How to read the plan:
Use EXPLAIN in SQL or .explain() on a DataFrame. The variants worth knowing:
- EXPLAIN EXTENDED -- shows parsed, analyzed, optimized, and physical plans
- EXPLAIN FORMATTED -- cleaner output, easier to navigate
- EXPLAIN CODEGEN -- generated code, useful for CPU-level tuning
Read bottom-up. Data flows from the leaf nodes (scans) upward through transformations to the final output.
What to look for at scale:
- Exchanges (shuffles) -- the most expensive operations. Every ShuffleExchange node is worth questioning. Can it be avoided with better partitioning or bucketing?
- Join strategy -- SortMergeJoin is common but expensive. AQE can promote to BroadcastHashJoin at runtime if one side is small enough, but you can also force it with spark.sql.autoBroadcastJoinThreshold.
- Scan-to-output ratio -- if you're scanning 10B rows and keeping 1M, you want those filters pushed down or your data repartitioned.
- Partition count -- too few means skew and OOM risk, too many means scheduling overhead.
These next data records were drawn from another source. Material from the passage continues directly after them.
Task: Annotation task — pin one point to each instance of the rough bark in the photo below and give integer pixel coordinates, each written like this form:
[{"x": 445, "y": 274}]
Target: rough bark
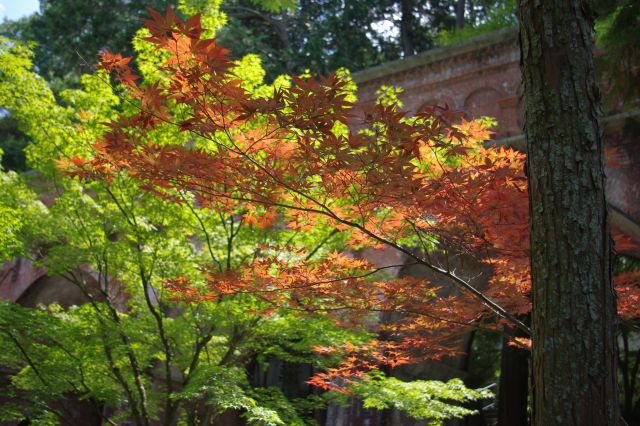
[
  {"x": 514, "y": 383},
  {"x": 574, "y": 352}
]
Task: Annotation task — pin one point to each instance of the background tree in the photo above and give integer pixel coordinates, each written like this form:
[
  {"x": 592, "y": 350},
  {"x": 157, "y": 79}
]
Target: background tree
[{"x": 143, "y": 348}]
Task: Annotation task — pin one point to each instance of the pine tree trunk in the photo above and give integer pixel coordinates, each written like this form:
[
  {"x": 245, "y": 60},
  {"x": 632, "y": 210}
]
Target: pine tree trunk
[
  {"x": 574, "y": 352},
  {"x": 513, "y": 394}
]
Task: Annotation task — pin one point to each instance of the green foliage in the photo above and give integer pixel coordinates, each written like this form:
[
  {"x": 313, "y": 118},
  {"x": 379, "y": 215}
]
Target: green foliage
[
  {"x": 502, "y": 15},
  {"x": 420, "y": 399}
]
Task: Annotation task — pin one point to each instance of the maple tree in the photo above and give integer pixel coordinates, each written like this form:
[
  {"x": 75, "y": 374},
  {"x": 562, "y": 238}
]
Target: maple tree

AQE coalesces at runtime, but the starting point still matters.
- Skew detection -- look for SortMergeJoin on high-cardinality keys and confirm that spark.sql.adaptive.skewJoin.enabled is actually triggering, not just enabled.
Resources worth checking:
- Databricks docs on AQE -- covers what it handles and what it doesn't
- The Spark UI SQL tab -- the visual DAG is much easier to navigate than raw EXPLAIN output
- "High Performance Spark" by Holden Karau -- still the best deep dive on this
The short version: AQE is a safety net, not a substitute for understanding what your query is doing. At scale, the difference between a 20-minute job and a 2-hour job often comes down to one bad exchange or a skew case that AQE didn't catch. That's exactly the skill that interviewer was testing for.
Hope this helps you, Louis.